In this article, we'll delve into recent news on financial consumer protection, but before doing so, we'll provide an update on the Consumer Financial Protection Bureau (CFPB).
We reported in the January 15 issue of Cabinet that Acting Director Russell Vought asked for funding to keep the CFPB open. Since then, not much has happened at the agency, other than its continued litigation with the National Treasury Employees Union. Citing the need to conform with the funding limits and restricted scope allocated to the CFPB in the One Big Beautiful Bill, the CFPB told the U.S. Court of Appeals for the District of Columbia that it was proposing to “right-size” the agency and proposed a cut to 556 employees, down from 1,100 employees currently, and from the 1,700 employees the CFPB had at the end of the Biden administration.

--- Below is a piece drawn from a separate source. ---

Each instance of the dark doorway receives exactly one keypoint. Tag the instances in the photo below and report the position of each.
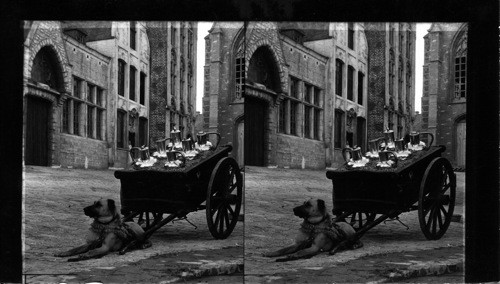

With more than year having gone by while the CFPB has been hobbled, we are now beginning to see how much other agencies and states are jumping into the breach left behind. Keeping in mind that new investigations can take many months before becoming public, so far we have not seen much activity in financial consumer protection at the state level,
However, we have seen the Federal Trade Commission (FTC) take some actions in the space, and based upon what has been submitted to Congress for its budget next year, it looks as though the FTC is planning to continue being similarly active. This is because in its budget request submitted to Congress (i.e., the FTC is subject to allocations every year), they have proposed to give the Financial Services section of the FTC’s Bureau of Consumer Protection one of the largest budget increases
To date, the FTC has been mostly focused upon taking action to prevent companies from facilitating fraud, such as when it took action against U.K.-based payment processor, Paddle.com, to prevent them from continuing process payment for telemarketers engaged in fraudulent tech-support. And, more recently, the FTC has issued warning letters to PayPal, Stripe, Visa and Mastercard warning them to be careful to ensure that their rules and policies do not deny consumers access to financial products or services based upon their “political or religious views” or other “First Amendment-protected activity” in a manner that would violate the FTC Act, and admonishing them to not “countenance unlawful debanking” by financial institutions with which they interact.